Nonostante le riserve espresse da alcuni studiosi, si considera ormai come dato acquisito l’affiliazione di questa confraternita alla corrente ebraica degli esseni, le cui pratiche, descritte da Filone di Alessandria, oltre che da Flavio Giuseppe e da Plinio il Vecchio, sembrano corrispondere in molti aspetti con i dati contenuti nei manoscritti di Qumran. Interessanti sono in questo contesto le notizie che alcuni dei testi forniscono sul periodo ellenistico e romano della storia ebraica, interpretandone le drammatiche vicende secondo una prospettiva teologica. Ne è un esempio il caso degli enigmatici frammenti 3 e 4 del commento al libro di Naum, dove si allude al tentativo di conquista della Palestina condotto nell’88 a.C. da Demetrio III di Siria, sostenuto dagli empi farisei collaborazionisti contro Alessandro Ianneo, il re asmoneo discendente dei Maccabei (i difensori dell’indipendenza ebraica di fronte alla pretesa egemonica dei monarchi ellenistici e di Antioco IV Epifane in particolare).
Non sono mancati, in questa prospettiva, i tentativi di identificare lo stesso “Maestro di giustizia” con Giuda maccabeo e con gli altri eroi della lotta di liberazione, oltre che con Menahem, capo degli zeloti.
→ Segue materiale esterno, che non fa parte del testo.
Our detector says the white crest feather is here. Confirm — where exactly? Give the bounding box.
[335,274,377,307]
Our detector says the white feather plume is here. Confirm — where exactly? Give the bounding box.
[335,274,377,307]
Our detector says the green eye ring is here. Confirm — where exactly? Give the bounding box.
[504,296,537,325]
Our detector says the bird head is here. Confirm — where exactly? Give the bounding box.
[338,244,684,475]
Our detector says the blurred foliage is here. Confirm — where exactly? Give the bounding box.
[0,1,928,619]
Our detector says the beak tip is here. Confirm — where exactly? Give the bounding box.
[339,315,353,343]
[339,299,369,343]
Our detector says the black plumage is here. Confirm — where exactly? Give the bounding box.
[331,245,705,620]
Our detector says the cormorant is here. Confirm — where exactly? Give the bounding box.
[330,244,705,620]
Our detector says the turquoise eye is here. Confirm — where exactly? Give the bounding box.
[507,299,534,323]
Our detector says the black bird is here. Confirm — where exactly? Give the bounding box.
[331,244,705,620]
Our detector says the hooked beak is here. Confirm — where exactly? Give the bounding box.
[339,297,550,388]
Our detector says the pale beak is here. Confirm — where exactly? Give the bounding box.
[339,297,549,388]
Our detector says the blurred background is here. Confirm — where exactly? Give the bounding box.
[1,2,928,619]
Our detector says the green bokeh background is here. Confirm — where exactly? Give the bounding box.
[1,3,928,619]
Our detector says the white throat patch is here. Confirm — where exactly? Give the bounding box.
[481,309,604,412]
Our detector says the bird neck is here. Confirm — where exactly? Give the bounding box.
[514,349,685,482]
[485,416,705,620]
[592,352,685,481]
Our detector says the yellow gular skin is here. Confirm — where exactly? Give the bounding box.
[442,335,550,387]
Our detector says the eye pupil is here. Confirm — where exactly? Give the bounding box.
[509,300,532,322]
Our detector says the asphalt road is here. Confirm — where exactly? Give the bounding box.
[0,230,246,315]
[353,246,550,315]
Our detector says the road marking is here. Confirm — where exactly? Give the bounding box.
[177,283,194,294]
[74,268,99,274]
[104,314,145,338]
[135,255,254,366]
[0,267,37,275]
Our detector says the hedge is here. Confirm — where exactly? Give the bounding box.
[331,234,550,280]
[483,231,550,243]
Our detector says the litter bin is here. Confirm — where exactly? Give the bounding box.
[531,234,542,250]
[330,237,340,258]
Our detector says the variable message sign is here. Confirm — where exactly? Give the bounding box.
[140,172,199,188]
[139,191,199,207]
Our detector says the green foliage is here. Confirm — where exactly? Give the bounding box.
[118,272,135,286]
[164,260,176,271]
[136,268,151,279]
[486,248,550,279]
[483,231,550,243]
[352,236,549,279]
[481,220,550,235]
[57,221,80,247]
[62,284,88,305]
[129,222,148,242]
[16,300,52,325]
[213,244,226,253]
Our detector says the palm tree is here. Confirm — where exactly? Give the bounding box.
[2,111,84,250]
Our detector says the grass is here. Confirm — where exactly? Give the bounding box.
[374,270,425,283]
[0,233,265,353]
La figura del “sacerdote empio” persecutore, che pure compare nei manoscritti, venne identificata con lo stesso Antioco IV e ancora con i maccabei Giovanni Ircano e Alessandro Ianneo, visti come traditori della causa ebraica.
Non trascurabile, infine, è la visione escatologica di alcuni manoscritti che, insistendo sulla necessità di un immediato pentimento in vista del prossimo avvento del regno di Dio, parlano di una sorta di “battesimo nello Spirito Santo” riservato agli eletti, con accenti simili a quelli presenti nella predicazione attribuita dai Vangeli a Giovanni Battista, il precursore di Gesù considerato molto vicino agli ambienti degli esseni da alcuni studiosi, nell’ambito delle indagini volte a determinare con precisione i presunti rapporti intercorsi fra la confraternita di Qumran e la primitiva comunità cristiana.